Compras o jornal
para ler notícias. Admito que possas ter um interesse particular pelas páginas
de política, de desporto ou de sociedade. Mas, claro, compras o jornal para ler
notícias – não pagas para jogar às palavras cruzadas ou para ver os signos. No
jornal (o que tu compras) procuras informação. No regional, pode até acontecer
que a tua vizinha apareça numa fotografia, ou que a prima de alguém tenha sido
notícia por qualquer coisa. Então, compras o jornal. Vais além da capa.
Procuras a tal fotografia, ficas mais tempo numa secção que outra – afinal nem
percebes nada de futebol, só queres mesmo saber se a miúda do acidente já
recuperou. Lês tudo, na ordem certa: começas em Coimbra, saltas as Cartas do
Leitor e as parcerias com a UC, passas no Tome Nota, segues do Desporto para a
Região, Nacional, Internacional e Opiniões.
És
um leitor, antes de começar já separaste as notícias dos classificados. Mas
também os vais ver - se não fossem do jornal não vinham com ele. Sabes que são
parte do financiamento. É ali que entra verba para o jornalismo livre e
independente! Depois da publicidade, vais conhecer os outros anunciantes, os
que (também) pagam aos teus jornalistas. Há apartamentos, vivendas, terrenos,
lojas, e de repente rabos, mamas, estrelinhas, fotos reais e primeiras vezes.
Não é uma questão de pudismo, a verdade é que os contactos, o “relax”, começam
a roçar o escandaloso. Há uma linha que separa… devia haver! Aqui não há espaço
para separações, és atacado pelos números das meninas, com promessas de beijos
na boca e carícias “mesmo até ao fim”.
Fecha o jornal, deita fora os
classificados. Mesmo assim fica a vergonha de teres visto mais do que querias.

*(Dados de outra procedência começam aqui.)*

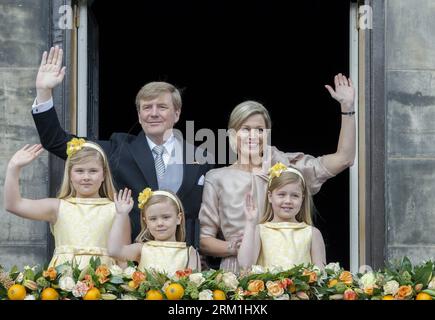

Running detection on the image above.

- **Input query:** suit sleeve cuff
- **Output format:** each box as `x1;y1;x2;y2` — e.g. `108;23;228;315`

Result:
32;97;54;114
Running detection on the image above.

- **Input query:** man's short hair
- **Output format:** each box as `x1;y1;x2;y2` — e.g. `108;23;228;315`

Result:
135;82;182;111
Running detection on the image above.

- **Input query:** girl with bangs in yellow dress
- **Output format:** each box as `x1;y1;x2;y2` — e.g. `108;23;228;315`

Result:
4;138;130;269
108;188;201;275
237;163;326;271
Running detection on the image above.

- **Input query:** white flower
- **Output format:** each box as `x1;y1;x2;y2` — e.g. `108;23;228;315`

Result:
250;265;266;274
109;265;123;277
311;265;322;276
359;272;377;289
120;294;138;300
268;266;284;275
274;294;290;300
123;266;136;279
222;272;239;291
167;271;176;280
428;277;435;290
24;294;36;300
325;262;341;273
58;265;73;277
198;289;213;300
383;280;400;296
59;276;76;292
23;265;39;272
16;273;24;283
189;273;205;287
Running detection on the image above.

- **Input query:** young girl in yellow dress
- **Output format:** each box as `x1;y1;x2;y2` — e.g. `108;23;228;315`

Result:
4;139;128;269
108;188;201;274
237;163;326;271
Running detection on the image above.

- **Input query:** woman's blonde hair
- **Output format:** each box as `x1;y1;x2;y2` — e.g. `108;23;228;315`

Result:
135;191;186;243
260;171;313;225
227;100;272;153
57;142;116;200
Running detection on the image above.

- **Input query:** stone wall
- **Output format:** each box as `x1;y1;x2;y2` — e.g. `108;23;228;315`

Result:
386;0;435;263
0;0;50;269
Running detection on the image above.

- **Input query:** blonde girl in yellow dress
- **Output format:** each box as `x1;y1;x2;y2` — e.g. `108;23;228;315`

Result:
108;188;201;275
4;138;128;269
237;163;326;271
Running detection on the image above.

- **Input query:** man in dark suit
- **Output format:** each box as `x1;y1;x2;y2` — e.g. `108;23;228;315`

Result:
32;46;213;248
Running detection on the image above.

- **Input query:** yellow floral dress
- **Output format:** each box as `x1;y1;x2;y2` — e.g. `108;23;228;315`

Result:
49;197;116;269
257;222;312;269
138;241;198;274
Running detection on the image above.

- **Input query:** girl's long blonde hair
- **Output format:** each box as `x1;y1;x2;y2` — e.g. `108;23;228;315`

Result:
135;191;186;243
260;171;313;225
57;143;116;200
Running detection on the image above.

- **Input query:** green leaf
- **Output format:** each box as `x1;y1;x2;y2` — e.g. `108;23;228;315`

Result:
24;269;35;281
414;261;433;286
109;276;125;284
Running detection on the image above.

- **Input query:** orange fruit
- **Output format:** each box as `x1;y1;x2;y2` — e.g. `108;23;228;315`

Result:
146;289;164;300
213;289;226;300
83;287;101;300
165;283;184;300
416;292;433;300
382;295;394;300
41;287;59;300
7;284;27;300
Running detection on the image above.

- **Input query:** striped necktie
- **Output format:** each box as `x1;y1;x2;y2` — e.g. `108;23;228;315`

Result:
153;145;166;178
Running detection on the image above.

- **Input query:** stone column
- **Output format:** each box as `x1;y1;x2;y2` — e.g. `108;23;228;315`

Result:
0;0;50;269
386;0;435;263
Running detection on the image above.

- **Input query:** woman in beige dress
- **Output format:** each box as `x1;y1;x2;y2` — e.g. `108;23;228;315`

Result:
199;74;356;273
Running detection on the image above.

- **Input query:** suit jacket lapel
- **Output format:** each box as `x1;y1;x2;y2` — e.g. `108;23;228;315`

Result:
177;139;200;199
127;131;159;190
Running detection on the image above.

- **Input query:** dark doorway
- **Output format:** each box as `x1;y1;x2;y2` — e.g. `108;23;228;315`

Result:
91;0;351;269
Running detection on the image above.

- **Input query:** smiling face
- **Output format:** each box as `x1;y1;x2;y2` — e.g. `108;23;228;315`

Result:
138;92;180;143
144;201;181;242
69;158;105;198
236;113;267;162
268;181;304;223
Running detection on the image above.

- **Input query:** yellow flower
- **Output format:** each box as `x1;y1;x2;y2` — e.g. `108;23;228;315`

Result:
138;188;153;209
269;162;288;180
328;279;338;288
66;138;86;157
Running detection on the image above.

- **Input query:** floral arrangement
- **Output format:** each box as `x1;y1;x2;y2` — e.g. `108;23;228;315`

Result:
1;257;435;300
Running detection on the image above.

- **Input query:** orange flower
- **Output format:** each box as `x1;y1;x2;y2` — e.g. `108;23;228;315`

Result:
43;267;57;281
95;265;110;284
83;274;95;289
247;280;265;294
302;270;317;283
343;289;358;300
395;285;413;300
339;271;353;285
132;271;146;285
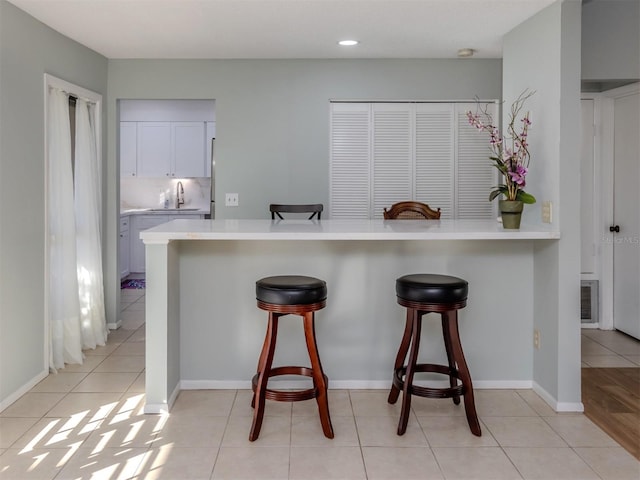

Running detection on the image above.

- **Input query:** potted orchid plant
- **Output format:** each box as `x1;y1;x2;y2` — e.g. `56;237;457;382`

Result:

Volta atrás no tempo, regressa ao início: quando compraste o jornal (para ler
notícias!). Sim, estás seguro, não pediste um cardápio sexual como bónus, não
havia nenhuma promoção, nenhum brinde. Não levaste, por engano, um magazine
porno! Eram os classificados do teu jornalzinho de todos os dias, com quem
costumas tomar café. Mas … o teu jornal? E as meninas que estão lá – amanhã
outra vez? Sim, com outros nomes, os mesmos contactos. A mesma “primeira vez” e
aquele fio dental arrepiante. Os peitos, as estrelas e as promessas – que tu
sempre soubeste que existiam, que o teu jornal mantinha num nível de decência
aceitável.
Já fizeste as
palavras cruzadas e já apreciaste as previsões astrais. O jornal vai agora
perder-se na tua mala, de onde só poderá sair no furo de almoço. Mas, ainda, e
como, se a surpresa da manhã não foi totalmente digerida. Terá sido um erro. As
imagens extraordinariamente nítidas, excessivamente aumentadas. O paginador, o
designer, alguém há-de assinar a errata na próxima edição. Sabes, confias, que
o teu jornal não se vende assim. Mas amanhã elas voltam ao mesmo sítio. Pago a
20 ou 30 euros diários, com prémios de regularidade – aumentos, no tamanho;
descontos, no preço.
Manténs ainda o hábito de separar os
classificados. Até que, um dia, no meio das linhas do jornalismo (livre e
independente) começarás a perguntar-te que meia hora de sexo financiou a
entrevista. Imaginas uma redação que emprega a loira de luxo, a joia de angola,
a travesty e a portuguesa furacão. Nesse dia vais perceber que não compraste o
jornal para ler notícias. Vais perceber (tarde demais?) que não foste sequer tu
que compraste o jornal – foram os classificados.